Dipsic and High-Flyer did not respond to requests for comment.
Liang styles Dipsic as a uniquely “local” company, staffed with PhDs from top Chinese schools, Peking, Tsinghua and Beihang universities, rather than specialists from US institutions.
In an interview with local media last year, he said his core team “doesn’t have foreign returnees. They are all local. . . . We have to develop our own top talent.” Dipsic’s identity as a purely Chinese LLM company has earned it appreciation at home.
Dipsic claims it used just 2,048 Nvidia H800s and $5.6 million to train a model with 671 billion parameters, a fraction of what OpenAI and Google spent to train models of comparable size.
Ritvik Gupta, an AI policy researcher at the University of California, Berkeley, said Dipsic’s recent model releases demonstrate that “there is no moat in AI capabilities”.
“The first person to train the model has to spend a lot of resources to get there,” he said. “But the second mover can get there cheaper and faster.”
Gupta added that China has a much larger talent pool of systems engineers than the U.S. who understand how to best use computing resources to train and run models more cheaply.
Industry insiders say that while Dipsic has shown impressive results with limited resources, it remains an open question whether it can be competitive as the industry evolves.

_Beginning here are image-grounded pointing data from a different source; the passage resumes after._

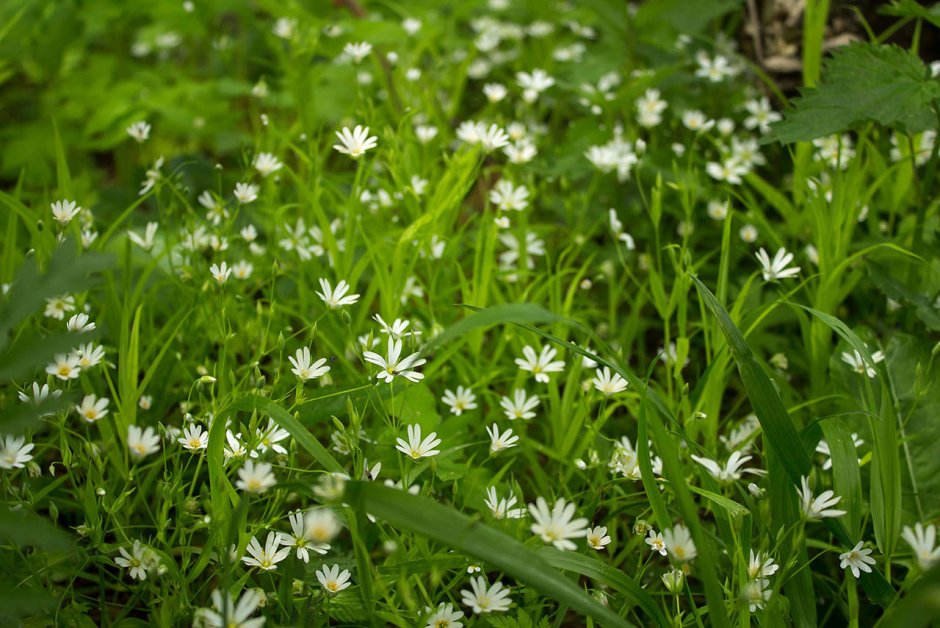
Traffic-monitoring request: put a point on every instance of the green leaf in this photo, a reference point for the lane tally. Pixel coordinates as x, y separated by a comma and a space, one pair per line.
862, 83
494, 315
909, 8
451, 528
301, 434
25, 528
603, 573
779, 431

Returns to High-Flyer, its big backer, lagged in 2024, which a person close to Liang attributed to the founder’s focus being mostly on Dipsic.
Its US rivals are not stagnant. They’re building mega “clusters” of Nvidia’s next-generation Blackwell chips, generating computing power that threatens to once again create a performance gap with Chinese rivals.
This week, OpenAI said it was Creating a joint venture With Japan’s SoftBank, known as Stargate, planning to spend at least $100 billion on AI infrastructure in the US. Elon Musk’s xAI is massively expanding its Colossus supercomputer to contain more than 1 million GPUs to help train its Grok AI model.
Liang’s business partner said, “DeepSeek has one of the largest advanced computing clusters in China. “They have enough power now, but not for long.”